良性の原因としては脂漏性角化症(老人性いぼ)、ウイルス性いぼ、良性の皮膚腫瘍などがあります。
一方で、悪性や前がん病変の代表には日光角化症(前がん病変)、有棘細胞がん、基底細胞がんなどが含まれます。
見た目だけで良性か悪性かを判断するのは困難です。そのため、皮角ができた場合は「念のため受診する」という姿勢が大切です。
治療法について
皮角の治療は大きく分けて二つあります。
ひとつは外科的切除です。標準的な方法であり、病変を根元から切除して病理検査に提出します。これにより悪性腫瘍の有無を正確に診断できるため、安全性の面でも信頼できる治療法です。局所麻酔での日帰り手術が可能です。

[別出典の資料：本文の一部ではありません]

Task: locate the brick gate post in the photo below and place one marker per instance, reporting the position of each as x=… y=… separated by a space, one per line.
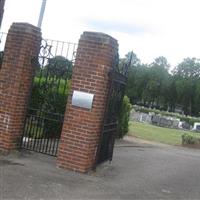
x=16 y=74
x=82 y=127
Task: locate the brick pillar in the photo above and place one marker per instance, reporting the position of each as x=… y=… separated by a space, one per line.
x=82 y=127
x=2 y=3
x=16 y=74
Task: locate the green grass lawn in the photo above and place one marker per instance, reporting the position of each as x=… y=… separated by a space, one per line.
x=157 y=134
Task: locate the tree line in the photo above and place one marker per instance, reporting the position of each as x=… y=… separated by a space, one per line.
x=155 y=85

もうひとつは炭酸ガスレーザーによる除去です。炭酸ガスレーザーは整容的に仕上がるという利点があり、小さな病変や美容面を重視する場合に用いられます。しかし、この方法では病理検査ができないため、悪性の可能性を完全に否定することはできません。そのため当院では、レーザー除去後も経過観察を行い、再発や新たな病変が出ていないかを丁寧にチェックしています。
治療後の経過観察の重要性
皮角は「取って終わり」ではありません。良性であれば問題ないのですが、再発したり、新しい場所にできたりすることがあります。また、悪性腫瘍の可能性が否定できなかった場合には特に、治療後の経過観察が欠かせません。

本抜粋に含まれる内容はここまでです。